Ctrl+AI+Reg - 21 January 2026
Your shortcut to AI regulation, law and policy updates around the world.
AI Regulation Updates
In this issue:
Updates from Italy x South Korea, EU, UK (x2), Singapore, South Korea, Kazakhstan.
See more on my Global AI Regulation Tracker (English version | Chinese version)
Global / Joint
See new updates on Brazil and EU in the Grok AI regulatory response tracker.

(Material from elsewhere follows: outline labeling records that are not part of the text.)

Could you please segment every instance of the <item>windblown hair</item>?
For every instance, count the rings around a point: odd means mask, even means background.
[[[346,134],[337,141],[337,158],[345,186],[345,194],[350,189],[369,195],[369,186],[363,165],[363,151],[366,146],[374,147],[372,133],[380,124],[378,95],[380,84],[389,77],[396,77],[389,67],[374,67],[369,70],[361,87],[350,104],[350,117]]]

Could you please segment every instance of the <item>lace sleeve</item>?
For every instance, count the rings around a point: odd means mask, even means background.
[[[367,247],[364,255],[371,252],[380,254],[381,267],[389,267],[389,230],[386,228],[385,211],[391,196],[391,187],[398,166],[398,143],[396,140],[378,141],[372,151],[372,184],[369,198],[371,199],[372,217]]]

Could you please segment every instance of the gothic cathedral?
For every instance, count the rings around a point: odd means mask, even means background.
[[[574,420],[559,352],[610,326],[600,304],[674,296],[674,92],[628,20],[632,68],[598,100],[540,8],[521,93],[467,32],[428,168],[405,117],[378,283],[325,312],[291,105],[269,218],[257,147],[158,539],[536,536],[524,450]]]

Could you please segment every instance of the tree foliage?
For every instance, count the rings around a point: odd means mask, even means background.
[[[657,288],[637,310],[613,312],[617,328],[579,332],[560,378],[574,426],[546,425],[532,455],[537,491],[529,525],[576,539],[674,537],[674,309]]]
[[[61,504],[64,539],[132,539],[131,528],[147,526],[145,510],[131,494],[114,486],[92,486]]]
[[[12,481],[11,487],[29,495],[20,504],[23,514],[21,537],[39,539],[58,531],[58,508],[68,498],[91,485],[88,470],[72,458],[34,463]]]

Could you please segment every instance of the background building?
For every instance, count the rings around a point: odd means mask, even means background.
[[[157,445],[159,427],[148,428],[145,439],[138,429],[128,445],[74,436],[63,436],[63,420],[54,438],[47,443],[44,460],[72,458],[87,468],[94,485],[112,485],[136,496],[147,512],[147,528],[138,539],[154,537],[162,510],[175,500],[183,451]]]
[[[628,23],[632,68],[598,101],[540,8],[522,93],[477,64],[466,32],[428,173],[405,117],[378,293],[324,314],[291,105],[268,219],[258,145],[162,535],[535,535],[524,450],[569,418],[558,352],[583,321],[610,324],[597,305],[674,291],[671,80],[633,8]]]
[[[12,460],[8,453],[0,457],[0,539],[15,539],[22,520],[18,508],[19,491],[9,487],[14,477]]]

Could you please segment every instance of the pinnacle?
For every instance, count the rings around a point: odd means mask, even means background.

🇰🇷🇮🇹 [19 January 2026] South Korea and Italy agree to strengthen cooperation in AI, chips: At the Cheong Wa Dae summit in Seoul, South Korea and Italy have issued a joint statement agreeing to deepen cooperation in high-tech sectors, including AI, semiconductors and aerospace, while expanding ties in the defense industry and critical-mineral supply chains. On the sidelines of the summit, the two countries signed a memorandum of understanding on semiconductor cooperation between the Korea Semiconductor Industry Association and Italy’s Association of Electrical and Electronic Industries. The memorandum aims to promote business cooperation and information sharing in the semiconductor sector — including advanced areas such as AI — and to strengthen semiconductor supply chains.
Europe
🇪🇺 [19 January 2026] EU looks to ban nudification apps following Grok controversy: It is reported that the European Union is currently weighing a potential ban on “nudification” apps—AI tools used to create non-consensual explicit images—as part of a broader effort to regulate technologies that threaten individual rights and societal safety. This restriction could be implemented either by updating the list of prohibited practices under the EU AI Act during the Commission’s annual review or by using the existing “systemic risk” provisions that govern advanced general-purpose AI models. Because “non-consensual intimate images” were specifically identified as a systemic risk in recent compliance guidelines, the European Commission’s AI Office may now have a formal regulatory basis to challenge platforms, such as X’s Grok, ensuring that developers of complex models are held accountable for the harmful outputs their technology may facilitate.